Life Insurance Litigation

Parry Deering Futscher & Sparks regularly represents policy owners in litigation against major life insurance companies arising out of unfair and deceptive sales practices. These unfair and deceptive practices include the sale of life insurance on a "vanishing premium" basis, the replacement (sometimes called "churning") of existing life insurance with a new life insurance policy and the sale of life insurance as a savings, investment or retirement vehicle.

The "Vanishing Premium" Sales Scheme

A policy owner may be the victim of the "Vanishing Premium" sales scheme if he or she was sold a life insurance policy on the promise that only one or a limited number of premiums would be required for the policy to become "paid-up." The policy owner is promised that no further out-of-pocket premium payments will be required after the single or limited number of premium payments are made.

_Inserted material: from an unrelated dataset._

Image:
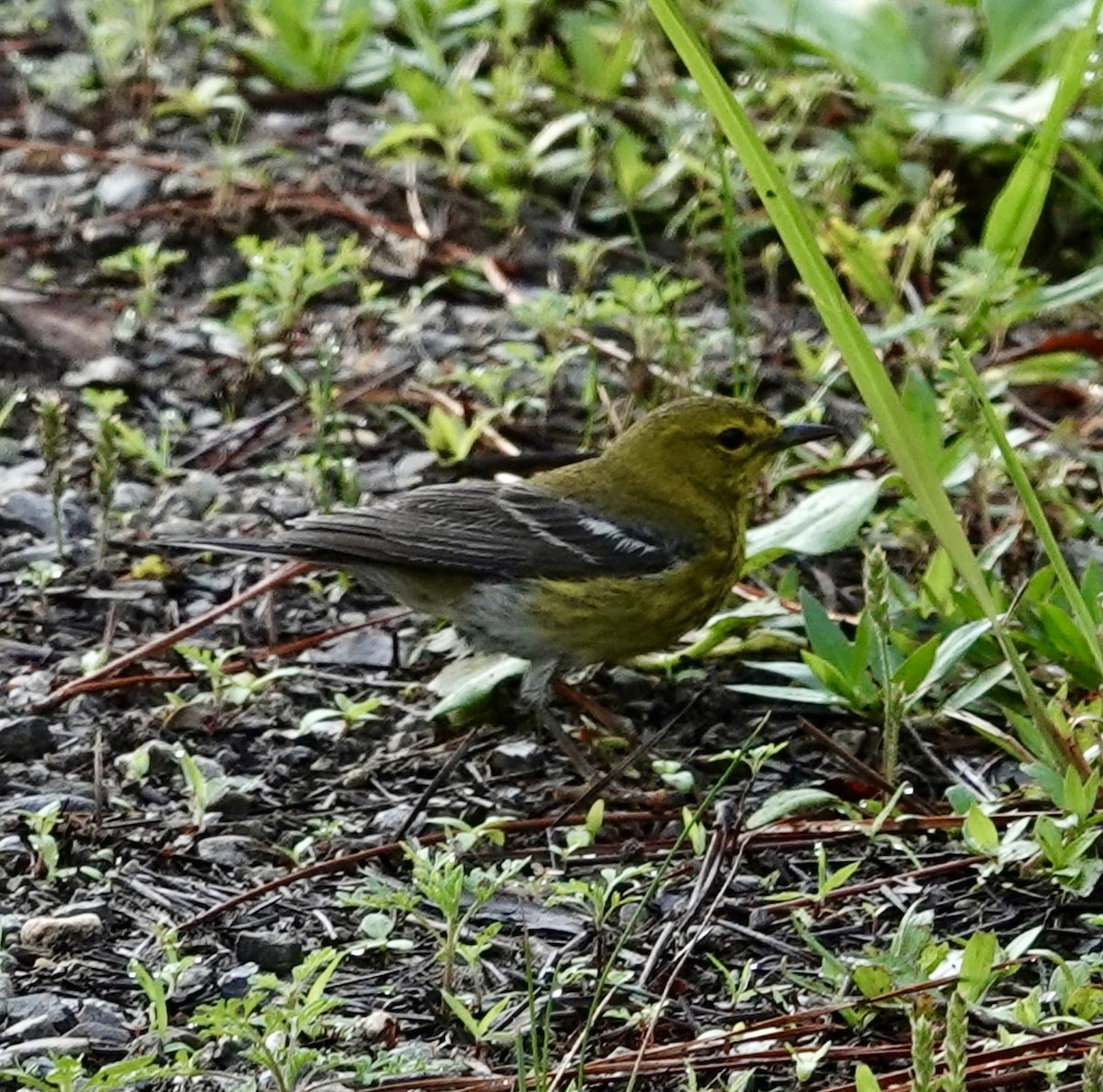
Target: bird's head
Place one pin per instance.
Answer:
(717, 445)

The "vanishing premium" sales scheme was most prevalent in the mid to late-80's when interest rates were extraordinarily high. The insurance company was able to present the prospective purchaser with a uniform policy illustration which showed premium payments reducing to "0" (that is, "vanishing") after a certain number of years. We have also seen life insurance companies design life insurance policies for the express purpose of selling them through the "vanishing premium" sales scheme. These companies essentially shift policy values from one portion of the policy to help reduce or "vanish" the premium faster.

What the companies did not tell the policy owner was that there was a 100% chance that the detailed, uniform policy illustration would be inaccurate after 5 years. The life insurance companies did not tell policy owners that they used overly optimistic assumptions about interest rates, expenses and mortality experience when generating the policy illustrations. When interest rates fell, or expenses increased, or mortality worsened, the premium would not "vanish" as promised and policy owners would be faced with paying premiums well beyond the original "vanish" date. The policy owner may not have the financial resources to continue paying the premium causing the policy to lapse.

If you were a victim of the "vanishing premium" sales practice you may contact us for more information.

The Improper Replacement of Life Insurance Policies

Replacing one life insurance policy with another is almost never in the best interest of the policy owner. Replacement benefits the life insurance company and the agent by generating new policy fees, charges and commissions. A replacement occurs where a policy owner is encouraged to either surrender or borrow from an existing life insurance policy to finance the purchase of another policy from the same or a different company. Many state have statutes or regulations prohibiting such conduct.

Replacement is detrimental to the policy owner for a number of reasons: (1) the policy owner is older when the new policy is issued resulting in higher cost of insurance charges; (2) the policy owner usually incurs surrender charges on the money received from the existing policy reducing the amount placed into the new policy; (3) the policy owner incurs interest charges when borrowing from the existing policy to purchase the new policy; and, (4) the policy owner will loose valuable contractual rights like incontestability provisions, suicide clauses and fixed loan interest rates when surrendering the existing policy.

We have seen a number of companies encourage and orchestrate massive "updating" campaigns by their sales force. These programs are usually nothing more than organized replacement or churning efforts.

If your existing life insurance policy was replaced with a new life insurance policy by the same or another company you may contact us for more information.

The Sale of Life Insurance as a Savings, Investment or Retirement Vehicle

Many companies try to sell life insurance as something that it is not. This helps the company and agent overcome the objection that you do not need or want life insurance. One such scheme is for the company to represent that a life insurance policy is a good savings, investment or retirement funding vehicle. While some life insurance policies include features that result in the accumulation of policy values, they are all nothing more than life insurance.

Some companies try to completely conceal that what you are buying is life insurance. Others disclose that life insurance is being sold but either downplay the life insurance and give undue emphasis to the savings or investment features or represent that the life insurance is incidental to or comes with the investment. Many of these companies deceptively call your premium payments "deposits" and your policy values "investment accounts" - - these are all concepts usually associated with investment, savings or retirement products.

Life insurance is not an investment. The insurance, expense, administrative and commission charges designed into the policy result in a diminution of your payments or "deposits" into the policy. These charges are in addition to charges normally associated with investment accounts.